The defined contribution plans were never designed to be pensions at all but savings plans to supplement traditional pensions. Thanks to our wonderful Congress's lack of foresight, companies soon found loopholes in federal law and started ditching their pension plans in favor of these do-it-yourself scams in order to save money.
Another thing Congress better keep a close watch on are public employee pensions. They are NOT covered by the PBGC, unlike private pensions. If a state decided to ditch its pension plan tomorrow, retirees there would be without anything from them and get no help from the feds. This would be especially disastrous for retirees in states that don't pay into Social Security at all.

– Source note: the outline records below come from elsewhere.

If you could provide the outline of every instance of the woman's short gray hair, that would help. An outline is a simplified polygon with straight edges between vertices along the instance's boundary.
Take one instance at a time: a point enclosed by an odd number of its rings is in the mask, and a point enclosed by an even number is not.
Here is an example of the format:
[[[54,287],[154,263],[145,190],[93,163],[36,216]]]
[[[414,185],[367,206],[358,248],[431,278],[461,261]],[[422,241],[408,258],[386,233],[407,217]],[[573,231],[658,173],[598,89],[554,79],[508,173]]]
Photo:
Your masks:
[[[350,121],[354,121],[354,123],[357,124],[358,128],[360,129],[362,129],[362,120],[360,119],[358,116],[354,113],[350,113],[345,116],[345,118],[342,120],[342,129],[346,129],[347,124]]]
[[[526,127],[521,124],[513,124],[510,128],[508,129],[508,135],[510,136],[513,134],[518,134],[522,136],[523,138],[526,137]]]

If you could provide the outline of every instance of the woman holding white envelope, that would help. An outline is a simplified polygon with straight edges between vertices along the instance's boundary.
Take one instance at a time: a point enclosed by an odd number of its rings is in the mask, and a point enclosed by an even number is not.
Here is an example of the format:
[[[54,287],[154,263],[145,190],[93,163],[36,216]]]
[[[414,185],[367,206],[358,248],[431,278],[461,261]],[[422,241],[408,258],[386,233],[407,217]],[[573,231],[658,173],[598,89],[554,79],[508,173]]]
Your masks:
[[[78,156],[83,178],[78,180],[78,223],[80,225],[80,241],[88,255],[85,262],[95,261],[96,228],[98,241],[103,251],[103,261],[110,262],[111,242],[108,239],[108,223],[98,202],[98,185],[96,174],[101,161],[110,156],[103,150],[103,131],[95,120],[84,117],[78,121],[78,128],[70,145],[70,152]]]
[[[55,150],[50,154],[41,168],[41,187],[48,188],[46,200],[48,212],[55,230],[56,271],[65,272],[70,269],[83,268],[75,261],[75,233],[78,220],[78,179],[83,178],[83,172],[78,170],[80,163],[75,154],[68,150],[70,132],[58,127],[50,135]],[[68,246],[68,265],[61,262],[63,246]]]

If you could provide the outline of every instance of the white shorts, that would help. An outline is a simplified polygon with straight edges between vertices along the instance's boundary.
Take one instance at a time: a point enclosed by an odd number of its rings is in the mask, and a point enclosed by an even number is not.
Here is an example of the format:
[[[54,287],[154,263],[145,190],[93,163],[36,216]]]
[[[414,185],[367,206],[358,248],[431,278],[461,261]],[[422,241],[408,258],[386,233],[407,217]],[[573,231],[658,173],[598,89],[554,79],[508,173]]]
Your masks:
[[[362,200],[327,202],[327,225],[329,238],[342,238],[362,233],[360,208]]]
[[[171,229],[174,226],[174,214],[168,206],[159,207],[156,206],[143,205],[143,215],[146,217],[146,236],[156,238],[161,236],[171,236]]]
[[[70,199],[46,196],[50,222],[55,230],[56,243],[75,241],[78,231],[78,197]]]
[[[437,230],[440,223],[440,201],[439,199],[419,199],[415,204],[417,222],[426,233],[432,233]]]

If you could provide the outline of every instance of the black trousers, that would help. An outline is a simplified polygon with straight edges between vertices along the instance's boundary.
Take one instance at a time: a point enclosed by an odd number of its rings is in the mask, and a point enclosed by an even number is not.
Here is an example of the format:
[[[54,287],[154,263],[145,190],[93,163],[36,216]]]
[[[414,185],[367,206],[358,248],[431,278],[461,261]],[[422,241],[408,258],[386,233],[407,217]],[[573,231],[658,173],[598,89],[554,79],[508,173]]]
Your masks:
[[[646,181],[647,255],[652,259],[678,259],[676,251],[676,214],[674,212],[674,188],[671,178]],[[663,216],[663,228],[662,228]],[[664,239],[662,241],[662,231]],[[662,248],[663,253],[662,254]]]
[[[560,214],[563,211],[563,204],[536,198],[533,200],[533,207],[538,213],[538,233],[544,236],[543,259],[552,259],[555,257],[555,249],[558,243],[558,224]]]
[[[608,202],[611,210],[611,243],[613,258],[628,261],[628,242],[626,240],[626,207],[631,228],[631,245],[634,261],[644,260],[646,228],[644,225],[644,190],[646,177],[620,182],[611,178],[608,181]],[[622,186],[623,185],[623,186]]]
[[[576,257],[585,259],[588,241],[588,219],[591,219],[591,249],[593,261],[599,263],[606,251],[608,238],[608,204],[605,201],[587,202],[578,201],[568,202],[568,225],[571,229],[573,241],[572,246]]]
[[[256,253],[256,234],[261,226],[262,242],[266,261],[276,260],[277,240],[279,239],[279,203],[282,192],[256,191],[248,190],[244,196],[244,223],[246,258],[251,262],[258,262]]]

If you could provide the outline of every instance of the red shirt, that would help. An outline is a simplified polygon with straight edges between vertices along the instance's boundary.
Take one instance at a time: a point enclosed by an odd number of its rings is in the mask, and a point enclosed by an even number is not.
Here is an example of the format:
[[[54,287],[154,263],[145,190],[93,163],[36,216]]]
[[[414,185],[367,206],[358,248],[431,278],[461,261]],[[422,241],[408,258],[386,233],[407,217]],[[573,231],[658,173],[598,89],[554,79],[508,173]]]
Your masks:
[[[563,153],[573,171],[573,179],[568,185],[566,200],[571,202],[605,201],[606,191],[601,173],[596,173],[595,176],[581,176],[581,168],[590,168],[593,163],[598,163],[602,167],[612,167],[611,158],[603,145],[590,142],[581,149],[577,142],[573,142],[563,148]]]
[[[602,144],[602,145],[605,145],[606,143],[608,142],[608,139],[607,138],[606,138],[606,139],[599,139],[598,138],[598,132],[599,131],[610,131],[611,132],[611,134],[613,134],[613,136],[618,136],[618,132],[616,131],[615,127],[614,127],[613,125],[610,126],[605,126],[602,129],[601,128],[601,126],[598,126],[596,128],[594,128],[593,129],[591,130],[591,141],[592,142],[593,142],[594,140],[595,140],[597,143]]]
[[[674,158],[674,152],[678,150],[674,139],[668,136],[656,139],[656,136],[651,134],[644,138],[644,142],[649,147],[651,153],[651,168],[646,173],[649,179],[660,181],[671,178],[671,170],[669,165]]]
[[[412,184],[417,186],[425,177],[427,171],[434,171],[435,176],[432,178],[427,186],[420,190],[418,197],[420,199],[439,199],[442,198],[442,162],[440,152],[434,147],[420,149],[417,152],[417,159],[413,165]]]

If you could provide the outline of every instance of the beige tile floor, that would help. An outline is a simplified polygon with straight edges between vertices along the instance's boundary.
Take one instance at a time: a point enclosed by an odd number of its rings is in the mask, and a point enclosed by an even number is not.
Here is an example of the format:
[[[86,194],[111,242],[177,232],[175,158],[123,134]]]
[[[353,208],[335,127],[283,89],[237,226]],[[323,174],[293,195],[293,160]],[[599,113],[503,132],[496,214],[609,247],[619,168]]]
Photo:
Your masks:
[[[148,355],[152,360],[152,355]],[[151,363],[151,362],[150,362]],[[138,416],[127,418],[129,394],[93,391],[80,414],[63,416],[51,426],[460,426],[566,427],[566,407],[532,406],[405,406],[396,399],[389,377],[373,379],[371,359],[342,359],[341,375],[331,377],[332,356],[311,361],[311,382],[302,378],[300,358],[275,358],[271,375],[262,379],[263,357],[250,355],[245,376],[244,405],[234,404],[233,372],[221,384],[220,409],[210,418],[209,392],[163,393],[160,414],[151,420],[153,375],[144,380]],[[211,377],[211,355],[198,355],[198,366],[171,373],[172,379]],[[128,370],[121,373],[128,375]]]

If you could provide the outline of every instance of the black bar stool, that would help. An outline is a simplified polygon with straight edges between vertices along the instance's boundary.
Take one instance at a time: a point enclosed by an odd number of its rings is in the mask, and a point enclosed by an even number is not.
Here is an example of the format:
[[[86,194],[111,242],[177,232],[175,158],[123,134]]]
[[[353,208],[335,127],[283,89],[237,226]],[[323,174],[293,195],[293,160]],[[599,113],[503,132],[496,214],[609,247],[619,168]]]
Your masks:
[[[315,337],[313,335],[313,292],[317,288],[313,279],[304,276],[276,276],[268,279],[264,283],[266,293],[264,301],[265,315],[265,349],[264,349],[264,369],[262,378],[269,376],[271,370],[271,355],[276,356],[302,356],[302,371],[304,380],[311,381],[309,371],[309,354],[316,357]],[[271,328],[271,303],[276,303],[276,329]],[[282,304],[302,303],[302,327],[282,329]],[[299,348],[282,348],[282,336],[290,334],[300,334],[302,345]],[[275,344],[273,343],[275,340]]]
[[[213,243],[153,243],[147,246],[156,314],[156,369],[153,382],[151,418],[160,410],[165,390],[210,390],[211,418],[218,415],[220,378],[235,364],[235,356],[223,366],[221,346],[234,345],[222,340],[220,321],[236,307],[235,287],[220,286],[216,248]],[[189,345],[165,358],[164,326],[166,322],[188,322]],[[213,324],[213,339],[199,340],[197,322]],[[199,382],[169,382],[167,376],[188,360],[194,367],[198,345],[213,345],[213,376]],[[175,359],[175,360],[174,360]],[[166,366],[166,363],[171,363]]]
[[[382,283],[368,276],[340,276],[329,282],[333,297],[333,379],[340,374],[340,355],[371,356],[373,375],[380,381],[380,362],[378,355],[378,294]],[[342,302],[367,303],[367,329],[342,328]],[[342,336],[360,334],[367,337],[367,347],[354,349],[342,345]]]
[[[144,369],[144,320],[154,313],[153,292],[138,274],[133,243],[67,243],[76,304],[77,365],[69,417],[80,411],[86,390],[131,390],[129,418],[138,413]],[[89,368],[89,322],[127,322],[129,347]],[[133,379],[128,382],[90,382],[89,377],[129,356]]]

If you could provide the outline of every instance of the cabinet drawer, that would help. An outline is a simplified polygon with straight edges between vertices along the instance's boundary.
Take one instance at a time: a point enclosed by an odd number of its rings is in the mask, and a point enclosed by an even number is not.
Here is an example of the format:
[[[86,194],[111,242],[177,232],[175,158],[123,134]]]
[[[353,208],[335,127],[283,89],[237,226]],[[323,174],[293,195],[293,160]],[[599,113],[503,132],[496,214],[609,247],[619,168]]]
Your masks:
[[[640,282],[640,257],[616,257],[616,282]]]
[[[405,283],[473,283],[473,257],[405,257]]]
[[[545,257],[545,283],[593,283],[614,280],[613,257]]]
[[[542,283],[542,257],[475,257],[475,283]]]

I am glad at least one employer has decided to reverse the trend to force workers into 401(k)s:
This helps explain why the members of the Society of Professional Engineering Employees in Aerospace (SPEEA) voted down the recent contract offer from Boeing. Boeing proposed to replace defined benefit pensions with deferred compensation for new employees. The impact of Boeing’s contract proposal would have been to cut its contributions for retirement for these new employees by about 40 percent. Putting all these employees’ retirement eggs into deferred compensation leaves their accounts at the mercy of the stock market. Even as they gain value, they also create long-term retirement insecurity.
If an employer wants to guarantee retirement income, then it is a lot less expensive through defined benefit plans rather than through deferred compensation. That’s because with deferred compensation, each individual has to have an account that separately anticipates his longevity. Each individual account has to be enough for a long life for each employee.
Compare this to defined benefit pensions. These pensions pool all the funding to finance an average employee’s retirement years. All retirees are taken care of. They can depend on their monthly stream of income, no matter how long they live. For instance, at Boeing, if you work 20 years, the minimum retirement benefit is $1,660 a month. The “herd” of the defined benefit pension protects the individual retiree.